We chatted with Karpovsky about his own days doing stand-up comedy, his directorial debut on the season finale of “Girls” and that scene between Ray and Hannah.
Forward: I read that you did some stand-up and sketch comedy in graduate school. How much did you pull from those experiences when you were in character?
Alex Karpovsky: I wasn’t very good [at stand-up] and it was a nerve-wracking, kind of terrifying experience. A lot of the guys I was doing it with were pretty dark characters. It wasn’t a particularly happy period in my life and I don’t think about it a lot, because it’s a semi-repressed chapter of my life. But I did think about it when we were doing this movie just because I’m playing a struggling stand-up comic and my body kind of remembers what it’s like…trying to impress a bunch of people with my comedic wit and it wasn’t necessarily working. A lot of muscle memory stuff. Visceral responses started coming back.
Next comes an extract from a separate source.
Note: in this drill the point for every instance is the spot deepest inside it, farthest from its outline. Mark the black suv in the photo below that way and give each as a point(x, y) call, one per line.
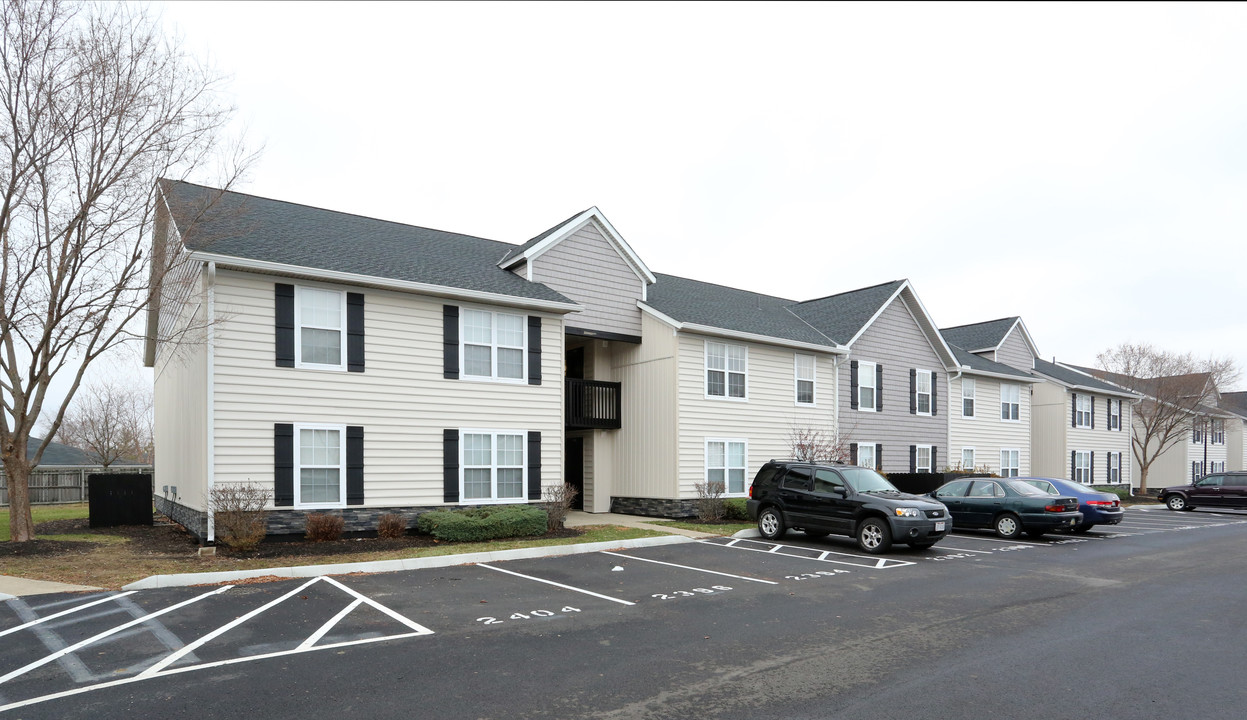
point(1215, 491)
point(843, 499)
This film is loosely based on [writer and director] Jeff Grace’s own experience doing stand-up as an opening act for his musician friend Adam Ezra. How much did you delve into that experience with him?
We talked a lot about Jeff’s past. Jeff found it really challenging to open up for a musician in terms of framing the audience’s expectations and maintaining a certain vibe. We also talked about how the dynamic of a friendship can change, in a way that’s difficult to maintain the friendship after one of the people gets success. It’s hard to just ignore that in the friendship; it’s still going to shape things in subtle power dynamic ways.
Did you find that with your own success and your friendships outside of Hollywood?
Most of my close friends now are friends I had before I was on this TV show. I think I would feel very existentially disoriented if that wasn’t the case. And some of these friendships, maybe we shouldn’t even be friends anymore because we were young when we [became] friends and we changed in a lot of different ways. But I feel like a part of me, it’s really important to keep the friendship going, so I won’t feel completely confused and rudderless out there.
You’ve been likened to Woody Allen and Larry David quite a bit. What do you make of those comparisons?
Those guys are so smart and hilarious that I feel a little bit silly drawing comparisons, but all I can say is that we all are neurotic, East Coast, naval-gazing Jewish people that seem to mine comedy from their own tragic past, from being ostracized and from being in some way forgotten or diminished.
Tonight we’re going to see you make your directorial debut on the season finale of “Girls.” What was that experience like?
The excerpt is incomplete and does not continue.